When the C-C4.5 procedure's applications on noisy 
facts are compared to the C4.5 algorithm in C4.5 [17], it 
is found to be more reliable. The various locations have 
a big impact on how the C-C4.5 method is presented. 
The C-C4.5 trees with large standards yield the 
outcomes that are effective and accurate on average. 


In [18] stacking strategy for creating ensembles of 
machine learning models is described. The cases for 
logistic regression and time series forecasting have been 
taken into consideration. The findings indicate the 
enhancement in the performance of prediction models in 
the scenarios under consideration by applying stacking 
techniques [19]. 


In [20], properties of bagging and NB are being 
investigated and a contrast is made between them. The 
hybrid bagging-NB prototyping approach, which 
strategically monitors the pattern of controlling the 
tradeoff between prototypical bias and prototypical 
variation, reduces the sum of inaccuracies. By 
enhancing fewer factors, the hybrid prototype offers an 
improvement that is authentic in terms of the training 
period. 


The most well-known and distinctive data mining 
algorithms in are NB [21]. According to the empirical 
findings, the intended NB exhibits improved 
classification performance while preserving simplicity 
and flexibility. 


In [22], presented the concepts of incorporating 
imprecise previous knowledge and sophisticated ML 
SVM-constructed procedures techniques. It utilizes the 
duality illustration in the framework of the minimax 
approach of decision making, which allows us to get 
straightforward extensions of SVMs, comprising 
supplementary limitations for optimization variables. 
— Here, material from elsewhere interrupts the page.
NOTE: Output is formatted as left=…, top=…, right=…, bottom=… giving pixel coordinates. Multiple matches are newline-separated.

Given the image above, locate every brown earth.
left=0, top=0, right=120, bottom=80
Boosting is a basic classification method that generates 
a single-level decision tree, as described. It has the 
capability to grip misplaced values and numeric features 
representing flexibility instead of the easiness. The 
Boosting procedure creates set of instruction and every 
characteristic in the training data, then captures the 
instruction with the least error rate. 


3. Proposed Methodology 


The pre-processing step of the data and _ the 
classification algorithms utilized in this study are 
described in the overview of the suggested technique 
provided in this part.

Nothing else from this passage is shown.